La valeur travail est-elle (vraiment) en crise ?

En savoir plus

 

Jean-Marie Bergère
 

Jean-Marie Bergère
Photo © DR

 

"Aujourd'hui, il paraît aller de soi que la valeur travail soit au centre de l'humanité comme la valeur suprême", remarque Jean-Marie Bergère. Pourtant, d'après ce philosophe de formation, directeur de l'association d'entreprises Développement et Emploi, cela n'a pas été le cas pendant très longtemps. Or les racines de notre vision du travail ont des influences indéniables sur la façon dont il est vécu aujourd'hui.

 

Les Lumières transforment le travail en valeur positive

"Dans la tradition grecque et romaine, le travail est l'apanage de l'esclavage. Le travail justifie même qu'il faille des esclaves, puisque tout travail est avilissant, selon Aristote." A Rome aussi, le travail manuel est dévalorisé. "Et dans le christianisme, le travail est la punition, la malédiction d'Adam : il devra se racheter à la sueur de son front." Ensuite, au Moyen Age, les ordres contemplatifs sont considérés comme supérieurs aux ordres séculiers. Certes il s'agit du domaine religieux, mais l'idée reste vraie pour le reste de la société.

 

"La rupture n'intervient véritablement qu'à la Renaissance", explique Jean-Marie Bergère. Or ce qui influence le débat d'aujourd'hui, c'est précisément la conception du travail depuis le siècle des Lumières. Car depuis cette époque, tous les domaines semblent converger. En économie, Adam Smith dit que la richesse des nations n'est plus la terre mais le travail. En philosophie politique, le travail vient s'opposer à l'oisiveté ; en redistribuant les places, il a partie liée à la démocratie, donne accès à une position sociale. La science aussi lui apporte un rôle positif : étant donné que - par le travail - la science maîtrise la nature, elle maîtrise aussi le destin. C'est le principe du positivisme.

 

"Le travail, c'est désormais la transformation, le progrès humain, la richesse, la justice…"

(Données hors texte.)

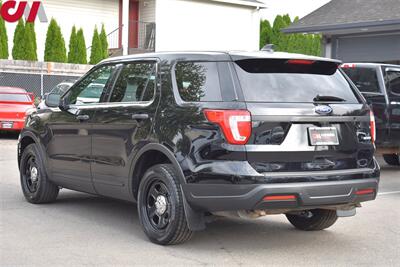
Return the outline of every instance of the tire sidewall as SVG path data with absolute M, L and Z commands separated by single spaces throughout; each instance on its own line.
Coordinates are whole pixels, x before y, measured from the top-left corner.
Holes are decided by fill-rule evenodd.
M 142 181 L 139 185 L 139 194 L 138 194 L 138 214 L 139 220 L 142 225 L 143 230 L 149 237 L 149 239 L 155 243 L 159 244 L 167 244 L 175 235 L 177 228 L 179 227 L 179 222 L 177 220 L 177 209 L 180 205 L 178 194 L 181 194 L 180 188 L 178 188 L 175 182 L 171 179 L 174 179 L 166 170 L 163 170 L 162 167 L 153 167 L 150 168 L 144 175 Z M 170 222 L 168 226 L 163 230 L 155 229 L 151 224 L 146 210 L 146 197 L 147 190 L 150 188 L 150 185 L 155 181 L 163 182 L 168 191 L 169 191 L 169 205 L 170 205 Z
M 23 176 L 23 173 L 25 172 L 27 160 L 31 155 L 33 155 L 35 157 L 35 162 L 36 162 L 38 174 L 39 174 L 38 188 L 33 193 L 29 190 L 28 185 L 26 184 L 26 179 Z M 22 192 L 24 193 L 25 198 L 29 202 L 35 203 L 38 200 L 39 196 L 41 195 L 41 191 L 43 190 L 43 184 L 46 182 L 46 179 L 47 179 L 47 177 L 44 172 L 43 161 L 40 158 L 39 151 L 35 144 L 29 145 L 28 147 L 26 147 L 24 149 L 24 152 L 22 153 L 22 156 L 21 156 L 21 162 L 20 162 L 21 188 L 22 188 Z

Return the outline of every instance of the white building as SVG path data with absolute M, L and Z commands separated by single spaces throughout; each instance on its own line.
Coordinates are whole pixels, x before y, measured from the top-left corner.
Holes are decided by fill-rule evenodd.
M 3 1 L 4 2 L 4 1 Z M 32 2 L 32 1 L 28 1 Z M 71 28 L 83 28 L 91 44 L 104 23 L 115 54 L 173 50 L 258 50 L 257 0 L 45 0 L 50 20 L 61 26 L 68 46 Z M 7 23 L 9 47 L 16 23 Z M 38 57 L 43 60 L 48 23 L 36 21 Z M 11 53 L 10 53 L 11 54 Z

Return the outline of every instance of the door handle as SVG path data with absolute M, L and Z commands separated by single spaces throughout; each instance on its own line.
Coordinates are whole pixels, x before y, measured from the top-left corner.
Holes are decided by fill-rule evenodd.
M 135 121 L 147 120 L 147 119 L 149 119 L 149 114 L 144 114 L 144 113 L 133 114 L 132 119 Z
M 89 115 L 78 115 L 76 116 L 76 119 L 80 120 L 80 121 L 88 121 L 90 119 Z

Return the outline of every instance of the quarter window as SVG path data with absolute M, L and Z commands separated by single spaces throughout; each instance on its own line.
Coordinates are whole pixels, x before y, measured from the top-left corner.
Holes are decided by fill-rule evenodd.
M 216 62 L 179 62 L 175 76 L 183 101 L 222 101 Z
M 115 82 L 110 102 L 146 102 L 154 97 L 156 86 L 156 63 L 130 63 Z

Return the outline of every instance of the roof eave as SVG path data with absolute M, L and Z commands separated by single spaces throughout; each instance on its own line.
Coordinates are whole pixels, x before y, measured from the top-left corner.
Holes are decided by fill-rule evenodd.
M 366 21 L 356 23 L 345 23 L 345 24 L 333 24 L 333 25 L 320 25 L 320 26 L 306 26 L 306 27 L 291 27 L 282 29 L 284 33 L 310 33 L 310 32 L 332 32 L 347 29 L 357 29 L 365 27 L 382 27 L 382 26 L 400 26 L 400 19 L 395 20 L 384 20 L 384 21 Z
M 214 2 L 221 2 L 227 4 L 241 5 L 241 6 L 249 6 L 254 8 L 267 8 L 267 5 L 262 2 L 249 2 L 244 0 L 212 0 Z

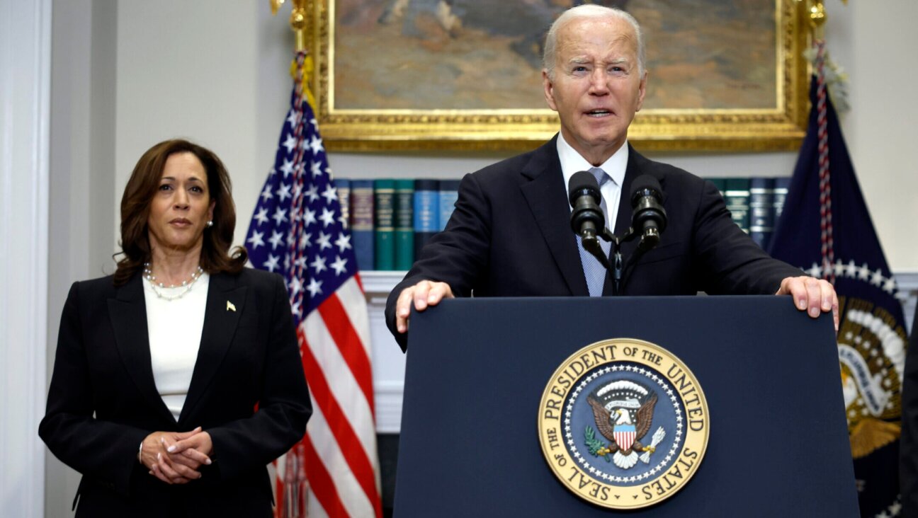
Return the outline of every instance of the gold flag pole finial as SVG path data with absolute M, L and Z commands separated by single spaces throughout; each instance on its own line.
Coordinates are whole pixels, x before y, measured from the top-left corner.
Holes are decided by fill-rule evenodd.
M 270 0 L 271 14 L 276 16 L 277 10 L 285 0 Z M 297 51 L 306 50 L 306 0 L 292 0 L 293 10 L 290 12 L 290 28 L 297 38 Z
M 270 0 L 271 14 L 276 16 L 277 10 L 284 4 L 285 0 Z M 290 28 L 296 36 L 296 50 L 297 53 L 306 52 L 306 2 L 307 0 L 291 0 L 293 11 L 290 13 Z M 307 54 L 303 60 L 302 76 L 300 76 L 300 85 L 303 87 L 303 94 L 309 104 L 316 105 L 316 99 L 309 89 L 309 77 L 312 75 L 312 58 Z M 297 79 L 297 60 L 290 63 L 290 76 Z

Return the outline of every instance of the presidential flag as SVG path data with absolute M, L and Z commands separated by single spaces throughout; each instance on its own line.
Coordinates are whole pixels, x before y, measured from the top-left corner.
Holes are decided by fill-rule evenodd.
M 823 55 L 820 44 L 819 72 Z M 823 77 L 818 73 L 811 86 L 809 127 L 770 252 L 834 284 L 838 359 L 861 515 L 896 516 L 901 508 L 897 462 L 905 320 Z
M 290 111 L 245 244 L 286 281 L 313 414 L 276 464 L 278 518 L 381 516 L 370 326 L 351 234 L 297 55 Z

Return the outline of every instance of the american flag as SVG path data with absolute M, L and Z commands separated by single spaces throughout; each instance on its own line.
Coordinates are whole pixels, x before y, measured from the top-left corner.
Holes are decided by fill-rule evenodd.
M 277 462 L 278 518 L 381 516 L 370 325 L 312 107 L 297 78 L 274 167 L 246 235 L 255 268 L 286 280 L 313 414 Z M 307 483 L 308 481 L 308 483 Z
M 771 255 L 832 282 L 836 336 L 861 516 L 898 516 L 905 318 L 826 92 L 825 42 L 815 40 L 810 123 Z

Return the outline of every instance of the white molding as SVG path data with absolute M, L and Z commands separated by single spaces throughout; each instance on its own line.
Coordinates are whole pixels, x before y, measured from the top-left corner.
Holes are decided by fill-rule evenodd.
M 51 0 L 0 2 L 0 502 L 44 514 Z
M 386 299 L 402 278 L 404 271 L 362 271 L 361 281 L 370 312 L 371 339 L 374 343 L 374 391 L 376 404 L 376 432 L 397 434 L 401 430 L 402 394 L 405 391 L 405 355 L 398 350 L 383 321 Z M 899 299 L 911 329 L 918 299 L 918 271 L 895 274 Z M 382 366 L 382 367 L 380 367 Z M 401 368 L 399 370 L 398 368 Z

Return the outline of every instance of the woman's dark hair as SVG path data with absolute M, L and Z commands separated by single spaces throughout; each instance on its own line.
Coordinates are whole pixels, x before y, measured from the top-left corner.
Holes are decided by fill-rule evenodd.
M 227 271 L 238 273 L 249 259 L 242 247 L 237 247 L 232 255 L 232 243 L 236 228 L 236 206 L 232 202 L 232 184 L 223 162 L 213 151 L 187 140 L 173 139 L 160 142 L 143 153 L 130 173 L 128 185 L 121 196 L 121 253 L 115 271 L 115 285 L 128 282 L 150 260 L 150 238 L 147 219 L 150 204 L 156 193 L 162 177 L 166 159 L 175 153 L 192 153 L 201 160 L 207 173 L 207 187 L 214 207 L 214 226 L 204 230 L 201 248 L 201 268 L 207 273 Z M 119 254 L 116 254 L 118 256 Z

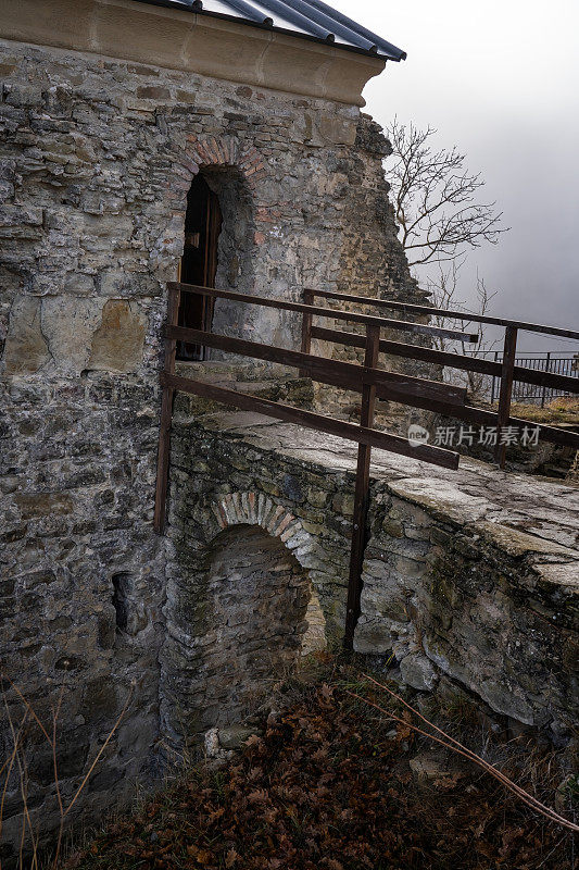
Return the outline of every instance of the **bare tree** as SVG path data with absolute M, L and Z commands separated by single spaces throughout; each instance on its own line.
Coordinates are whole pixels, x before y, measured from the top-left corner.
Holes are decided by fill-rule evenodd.
M 495 245 L 502 212 L 495 202 L 479 202 L 484 182 L 465 169 L 456 147 L 436 150 L 436 129 L 404 126 L 394 119 L 388 130 L 393 162 L 389 166 L 401 241 L 411 265 L 453 261 L 484 241 Z
M 458 273 L 463 264 L 464 259 L 461 261 L 453 260 L 453 262 L 446 269 L 439 264 L 438 275 L 427 279 L 426 289 L 430 294 L 430 298 L 435 308 L 440 308 L 443 310 L 454 309 L 455 311 L 465 312 L 464 321 L 462 321 L 462 328 L 465 331 L 467 327 L 469 327 L 470 332 L 476 330 L 478 332 L 479 340 L 475 349 L 471 349 L 470 346 L 467 347 L 464 341 L 461 341 L 460 344 L 462 353 L 475 358 L 484 358 L 489 351 L 494 349 L 496 340 L 486 340 L 484 325 L 469 321 L 469 312 L 465 308 L 465 302 L 457 299 Z M 496 296 L 496 293 L 498 291 L 490 293 L 484 279 L 477 274 L 477 314 L 489 313 L 490 304 L 493 298 Z M 449 326 L 451 328 L 456 326 L 456 321 L 449 321 L 442 313 L 433 315 L 431 318 L 431 323 L 433 326 L 439 326 L 446 330 Z M 456 346 L 455 341 L 451 341 L 442 336 L 433 336 L 431 340 L 437 350 L 453 350 Z M 468 395 L 474 402 L 483 401 L 489 393 L 489 376 L 480 374 L 479 372 L 466 372 L 463 370 L 448 368 L 444 370 L 444 380 L 453 384 L 466 386 Z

"Autrement dit, le travail devient central… pour des raisons positives : il n'est plus l'outil d'une rédemption. Le travail, c'est désormais la transformation, le progrès humain, la richesse, la justice…" Des composantes qui, pour Jean-Marie Bergère, imprègnent encore beaucoup la conception actuelle du travail.

 

L'idéal positiviste aux prises avec la réalité contemporaine

Pour le spécialiste, "la difficulté actuelle se trouve dans la contradiction entre, d'un côté, cette valeur très forte que l'on continue d'attribuer au travail et, de l'autre, la réalité quotidienne, dégradée par rapport à cet idéal."

 

D'abord, sont toujours présentes les critiques faites au travail au XIXe siècle : il aliène, car l'ouvrier perd son savoir-faire au profit de la machine, devient une machine… et pour Marx il exploite, car les ouvriers sont expropriés de leur travail. Aujourd'hui, on se dit "enchaîné à son ordinateur sans se réaliser pleinement" et on déplore que les fruits du travail ne soient pas également répartis.

 

"On assiste non pas à une crise de la valeur travail, mais à une crise du travail"

Mais ce qui, depuis, a profondément changé, c'est que le travail est devenu rare. "De plus, avec l'éclatement des parcours professionnels et la transformation incessante des métiers, on assiste à une crise de la reconnaissance du travail, ainsi que de l'intégration sociale par le travail. D'où la contradiction : en dépit de la haute idée que l'on s'en fait, le travail ne permet pas d'accéder à un statut correct, à une position dans la société, sans parler d'une œuvre dont on puisse être fier." Raison pour laquelle se développent à la fois défiance et démotivation.

 

Jean-Marie Bergère voit une illustration flagrante dans le cas des seniors. "Ce ne sont pas des gens qui ne croient plus au travail, au contraire." Mais c'est à 55 ans que l'idéal (se réaliser) et la réalité de l'entreprise (plus de promotion, plus de formation, on ne leur demande plus leur avis…) se contredisent le plus. Alors ils se désengagent. "Il ne s'agit donc pas du tout de paresse. Au contraire, d'une manière très rationnelle, la difficulté de voir reconnaître la valeur de leur travail les conduit à s'investir dans autre chose."

 

Verdict : "On assiste donc non pas à une crise de la valeur travail, mais à une crise du travail."